Et même ce corps, qui depuis des années est travaillé, trituré... C'est dans le subconscient du corps. Et alors c'était cela, la réponse, c'était au corps que c'était dit:
ÉVEILLE-TOI ET VEUX
(silence)
Et comme d'habitude, c'était plein d'humour; quelque chose disait: «Tu grognes tout le temps, tu gémis tout le temps, tu te plains tout le temps, à quoi ça sert? – ÉVEILLE-TOI ET VEUX!»
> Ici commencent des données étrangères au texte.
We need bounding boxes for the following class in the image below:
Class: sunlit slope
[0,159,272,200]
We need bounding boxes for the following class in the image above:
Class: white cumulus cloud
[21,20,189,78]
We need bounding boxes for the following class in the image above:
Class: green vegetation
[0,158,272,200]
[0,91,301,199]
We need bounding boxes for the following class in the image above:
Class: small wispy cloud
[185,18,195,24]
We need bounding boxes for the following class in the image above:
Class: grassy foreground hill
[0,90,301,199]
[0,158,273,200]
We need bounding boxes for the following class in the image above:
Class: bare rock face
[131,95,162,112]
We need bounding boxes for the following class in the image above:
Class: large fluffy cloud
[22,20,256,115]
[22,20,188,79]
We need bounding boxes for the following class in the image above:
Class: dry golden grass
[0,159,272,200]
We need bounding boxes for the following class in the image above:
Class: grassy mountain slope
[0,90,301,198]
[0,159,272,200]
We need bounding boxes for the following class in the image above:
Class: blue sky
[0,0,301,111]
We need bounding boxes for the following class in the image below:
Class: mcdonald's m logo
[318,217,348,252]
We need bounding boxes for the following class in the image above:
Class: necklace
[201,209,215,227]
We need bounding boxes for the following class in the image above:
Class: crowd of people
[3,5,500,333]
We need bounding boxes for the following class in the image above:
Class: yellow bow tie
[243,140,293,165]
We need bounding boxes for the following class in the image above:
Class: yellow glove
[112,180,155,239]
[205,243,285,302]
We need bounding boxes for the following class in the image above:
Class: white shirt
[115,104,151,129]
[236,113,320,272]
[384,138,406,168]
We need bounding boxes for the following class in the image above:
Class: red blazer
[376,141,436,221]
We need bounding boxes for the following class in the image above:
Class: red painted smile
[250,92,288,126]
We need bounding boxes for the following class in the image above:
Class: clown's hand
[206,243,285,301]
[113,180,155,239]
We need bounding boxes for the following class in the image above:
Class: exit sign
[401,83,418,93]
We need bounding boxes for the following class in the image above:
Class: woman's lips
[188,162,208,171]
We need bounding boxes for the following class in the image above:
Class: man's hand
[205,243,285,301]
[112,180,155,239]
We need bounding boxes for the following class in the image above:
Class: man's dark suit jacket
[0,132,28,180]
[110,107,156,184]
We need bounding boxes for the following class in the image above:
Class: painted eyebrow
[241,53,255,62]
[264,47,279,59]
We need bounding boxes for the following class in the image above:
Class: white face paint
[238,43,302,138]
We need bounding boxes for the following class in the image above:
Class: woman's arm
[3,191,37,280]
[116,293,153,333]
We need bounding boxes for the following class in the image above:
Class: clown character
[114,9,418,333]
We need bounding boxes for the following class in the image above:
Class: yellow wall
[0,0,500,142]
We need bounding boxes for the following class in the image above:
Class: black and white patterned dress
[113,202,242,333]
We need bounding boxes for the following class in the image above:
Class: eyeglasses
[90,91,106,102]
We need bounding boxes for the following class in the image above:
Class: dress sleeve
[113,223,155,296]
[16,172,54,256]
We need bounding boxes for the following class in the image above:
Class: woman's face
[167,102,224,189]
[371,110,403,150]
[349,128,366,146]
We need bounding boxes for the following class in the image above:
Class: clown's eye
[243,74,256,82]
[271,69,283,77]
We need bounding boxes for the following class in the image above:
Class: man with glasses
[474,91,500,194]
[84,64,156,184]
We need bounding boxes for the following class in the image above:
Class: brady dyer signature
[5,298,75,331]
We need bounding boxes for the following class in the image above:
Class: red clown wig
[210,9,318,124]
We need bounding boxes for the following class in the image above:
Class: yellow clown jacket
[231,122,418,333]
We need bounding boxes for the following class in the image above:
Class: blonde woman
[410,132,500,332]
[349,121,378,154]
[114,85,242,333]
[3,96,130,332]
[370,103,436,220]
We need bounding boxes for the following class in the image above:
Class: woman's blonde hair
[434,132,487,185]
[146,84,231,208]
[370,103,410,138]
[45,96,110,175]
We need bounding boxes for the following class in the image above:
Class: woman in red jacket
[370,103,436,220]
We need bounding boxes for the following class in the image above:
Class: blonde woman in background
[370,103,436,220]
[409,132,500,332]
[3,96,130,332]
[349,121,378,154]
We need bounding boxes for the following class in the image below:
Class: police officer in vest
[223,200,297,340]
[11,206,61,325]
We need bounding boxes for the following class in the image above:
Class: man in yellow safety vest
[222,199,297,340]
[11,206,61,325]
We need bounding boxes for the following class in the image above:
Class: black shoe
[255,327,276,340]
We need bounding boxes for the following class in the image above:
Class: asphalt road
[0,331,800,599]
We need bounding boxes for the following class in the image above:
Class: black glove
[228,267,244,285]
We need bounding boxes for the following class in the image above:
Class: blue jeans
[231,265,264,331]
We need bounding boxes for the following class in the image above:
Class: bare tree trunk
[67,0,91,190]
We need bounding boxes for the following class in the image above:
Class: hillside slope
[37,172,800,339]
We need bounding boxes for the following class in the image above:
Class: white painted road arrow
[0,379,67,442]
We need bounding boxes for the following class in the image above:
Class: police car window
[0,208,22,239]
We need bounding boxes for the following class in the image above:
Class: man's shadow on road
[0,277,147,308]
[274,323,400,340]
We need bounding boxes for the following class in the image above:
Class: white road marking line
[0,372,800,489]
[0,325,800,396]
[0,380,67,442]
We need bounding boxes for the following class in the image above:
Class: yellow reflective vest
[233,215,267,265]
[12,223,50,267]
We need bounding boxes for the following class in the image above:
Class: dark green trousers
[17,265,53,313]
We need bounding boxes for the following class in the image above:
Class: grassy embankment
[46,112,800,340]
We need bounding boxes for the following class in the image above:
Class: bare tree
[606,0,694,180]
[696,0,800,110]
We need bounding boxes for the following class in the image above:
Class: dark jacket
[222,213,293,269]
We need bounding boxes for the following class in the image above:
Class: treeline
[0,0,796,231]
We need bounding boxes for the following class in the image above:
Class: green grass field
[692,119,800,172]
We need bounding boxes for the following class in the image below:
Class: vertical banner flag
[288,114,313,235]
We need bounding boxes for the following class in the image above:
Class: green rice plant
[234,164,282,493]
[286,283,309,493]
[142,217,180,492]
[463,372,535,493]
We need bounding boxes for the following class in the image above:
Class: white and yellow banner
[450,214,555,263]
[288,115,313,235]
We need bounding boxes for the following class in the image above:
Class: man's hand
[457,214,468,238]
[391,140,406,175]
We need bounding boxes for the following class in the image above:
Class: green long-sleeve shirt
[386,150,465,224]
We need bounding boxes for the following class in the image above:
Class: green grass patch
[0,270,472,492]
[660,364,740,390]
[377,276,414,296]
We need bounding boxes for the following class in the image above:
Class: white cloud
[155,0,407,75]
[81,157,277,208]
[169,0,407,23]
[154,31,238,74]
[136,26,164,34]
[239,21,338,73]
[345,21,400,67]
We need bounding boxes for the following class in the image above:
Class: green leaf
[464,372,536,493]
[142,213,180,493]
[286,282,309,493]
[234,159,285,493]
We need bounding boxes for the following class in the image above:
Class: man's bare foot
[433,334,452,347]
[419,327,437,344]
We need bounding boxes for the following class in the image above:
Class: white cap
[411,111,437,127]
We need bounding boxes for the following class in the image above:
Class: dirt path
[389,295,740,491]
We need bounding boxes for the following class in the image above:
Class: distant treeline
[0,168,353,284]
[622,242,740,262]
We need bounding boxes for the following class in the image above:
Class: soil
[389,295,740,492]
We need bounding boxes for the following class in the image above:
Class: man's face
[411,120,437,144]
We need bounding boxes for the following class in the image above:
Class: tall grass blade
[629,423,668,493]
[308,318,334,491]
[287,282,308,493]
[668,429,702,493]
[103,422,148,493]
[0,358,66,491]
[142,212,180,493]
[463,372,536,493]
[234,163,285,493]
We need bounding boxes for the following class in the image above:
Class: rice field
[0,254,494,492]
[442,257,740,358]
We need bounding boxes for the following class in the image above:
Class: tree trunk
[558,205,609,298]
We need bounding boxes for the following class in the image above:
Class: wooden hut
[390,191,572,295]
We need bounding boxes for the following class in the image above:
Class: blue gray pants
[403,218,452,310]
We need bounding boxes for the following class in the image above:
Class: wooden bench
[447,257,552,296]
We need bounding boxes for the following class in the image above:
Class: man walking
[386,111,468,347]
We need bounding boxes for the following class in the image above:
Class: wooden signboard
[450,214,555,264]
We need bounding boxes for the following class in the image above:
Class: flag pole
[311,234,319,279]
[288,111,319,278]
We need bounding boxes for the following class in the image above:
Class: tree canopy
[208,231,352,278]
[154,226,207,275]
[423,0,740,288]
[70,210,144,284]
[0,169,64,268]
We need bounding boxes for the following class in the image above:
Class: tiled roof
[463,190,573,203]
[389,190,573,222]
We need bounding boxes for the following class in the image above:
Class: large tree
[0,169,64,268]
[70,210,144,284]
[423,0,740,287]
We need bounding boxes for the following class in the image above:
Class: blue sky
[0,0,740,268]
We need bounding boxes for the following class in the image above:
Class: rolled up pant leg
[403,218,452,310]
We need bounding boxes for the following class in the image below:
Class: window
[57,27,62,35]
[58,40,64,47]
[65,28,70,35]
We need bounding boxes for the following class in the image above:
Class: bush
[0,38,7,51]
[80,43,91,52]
Et cette soumission, n'est-ce pas, cette acceptation du pire, avec l'idée que ça vient du Seigneur! et non seulement cela, mais presque l'imagination du pire comme d'une épreuve, comme d'un test pour savoir si vous êtes vraiment «surrendered» [soumis] – c'est encore une ânerie! C'est qu'il y a encore quelque part le germe ou le résidu de la révolte si vous avez besoin de faire cela pour savoir si vraiment vous n'êtes pas révolté.
Et la peur d'être égoïste, la peur d'être révolté – c'est que c'est encore là, autrement on ne l'aurait pas.
(silence)
On est tout petit, tout petit. Plus on est petit, plus on se révolte. On veut tout casser, parce qu'on est tout petit – quand on est vaste, on n'a rien à casser. On n'a qu'à être.